Une fois de plus, il fit appel à sa magie, secondé par Sylvie qui lui transmit une partie de son énergie. La réplique de la lance d'Odin explosa en plusieurs morceaux avant de disparaître. L'individu n'en perdit pas son mépris pour autant, il sortit de sa poche un objet qui ressemblait aux time-pad du Tribunal des Variations Anachroniques et il se volatilisa sous leurs yeux. Loki poussa un juron avant de rejoindre le trône, sentant vibrer les effets de ses pouvoirs, sans percevoir la présence de l'autre. Il soupira avant de revenir sur ses pas et, dans un geste d'affection qu'il ne pouvait retenir, il enlaça son Mobius. L'analyste murmura qu'il aurait en effet dû rester au lit au lieu de parcourir l'espace et le temps, conscient qu'ils étaient en train de perdre le contrôle sur tout ce qui les entourait. Ils étaient toujours prisonniers du ventre d'Alioth et ils n'avaient plus aucune porte de sortie maintenant que l'étranger avait disparu. La déesse fut cependant moins pessimiste que lui et elle les mena vers l'un des piliers de la salle du trône, passant sa main à travers l'une des dorures.
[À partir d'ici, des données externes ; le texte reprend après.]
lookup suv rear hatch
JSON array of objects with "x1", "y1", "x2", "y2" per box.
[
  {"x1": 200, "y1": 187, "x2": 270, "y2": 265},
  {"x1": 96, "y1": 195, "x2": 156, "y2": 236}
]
Tout ceci n'était qu'une gigantesque illusion destinée à les piéger mais ils avaient peut-être la possibilité de la retourner contre leur adversaire.


Note : J'ai choisi de faire apparaître un autre Mobius et je crois bien que cette idée me plaît pour un projet plus long, sans contrainte de thèmes ou de mots.